Le préverbe rĕ- a pour valeur « en arrière » (et « de nouveau »), tandis que le verbe simple est uertō,uertere (participe parfait passif : uorsus, -a, -um « tourné, qui a été tourné ») ou plutôt le médio-passif uertor, uertī « se tourner » (équivalent de sē uertere à la forme dite « pronominale »), ce qui donne pour le participe parfait le sens de « qui s’est tourné, tourné »2). Des preuves de cette formation nous sont données par Plaute (cf. § 5.1.).
6.2.2. Le groupement des adverbes directifs en … ōrsŭs / … ōrsŭm
L’adverbe rursus (-m) appartient à un groupement d’adverbes directifs usuels, ayant une productivité certaine et appartenant au vocabulaire fondamental de la langue.
On trouve ces adverbes directifs pour dénoter toutes les variantes spatiales d’un déplacement vers : sūrsum (sūsum) « vers le haut, en haut » (de *sub-uorsum), deōrsum « vers le bas, en bas » (de *dē-uorsum avec un remaniement phonétique analogique), prōrsum « en avant, tout droit » (de *prō-uorsum) et prōrsus (prōsus) « en avant, tout à fait », etc. (cf. § 5.3.; voir aussi, pour cette formation adverbiale, DHELL 3ème partie).
Ils sont formés par agglutination : derrière un adverbe déjà directif terminé par le o long directif de la question « quō ? », s’est soudée la forme uorsus (-m) « tourné vers, vers » de participe parfait de uertī « se tourner ». Cette forme participiale s’est figée et grammaticalisée3) en latin, où elle fonctionne comme un morphème directif. Ces adverbes résultent donc de l’agglutination de deux morphèmes directifs.
Phonétiquement, on passe par une évolution phonétique attendue de dextrō-uorsum à dextrōrsum.
La consonne notée -u- (et prononcée [ w ]) disparaît entre deux voyelles de même timbre (ici le timbre o), ce qui entraîne la contraction des deux voyelles en une voyelle longue de même timbre (ōŏ > ō). De même pour rĕtrō-uŏrsus > rĕtrōrsus, *prō-uorsus > prōrsus.

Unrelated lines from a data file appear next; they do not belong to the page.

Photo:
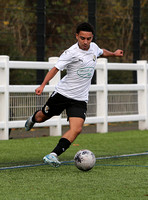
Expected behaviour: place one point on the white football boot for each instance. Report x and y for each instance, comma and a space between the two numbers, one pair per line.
29, 124
51, 159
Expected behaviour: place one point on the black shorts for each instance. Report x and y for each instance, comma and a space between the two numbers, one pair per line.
57, 103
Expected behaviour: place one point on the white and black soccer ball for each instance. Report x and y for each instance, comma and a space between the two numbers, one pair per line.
85, 160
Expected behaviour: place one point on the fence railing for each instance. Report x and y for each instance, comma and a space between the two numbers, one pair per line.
102, 94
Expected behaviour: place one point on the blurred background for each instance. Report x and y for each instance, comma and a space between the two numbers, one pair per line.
36, 30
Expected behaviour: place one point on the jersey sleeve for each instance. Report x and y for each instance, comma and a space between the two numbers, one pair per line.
100, 52
64, 60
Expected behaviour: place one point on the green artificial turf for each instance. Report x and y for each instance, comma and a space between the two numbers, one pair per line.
120, 178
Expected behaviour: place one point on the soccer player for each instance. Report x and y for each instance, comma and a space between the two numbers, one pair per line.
71, 93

Au sein de ce groupement, la particularité formelle des adverbesrūrsus etsūrsum « tourné vers le haut, vers le haut » est qu’ils offrent une voyelle u long et non une voyelle o long. La raison en est phonétique4). Dans rursus (-m), la syllabe initiale du « suffixe » …ōrsus ou-ōrsus est aussi la syllabe initiale du mot, alors qu’elle était la seconde syllabe du mot pour retrorsus et la plupart des adverbes de ce groupement. Or, en syllabe initiale, le latin offre quelques cas de fermeture d’un o long en u long5) (cf. § 2.3 et § 5.1.).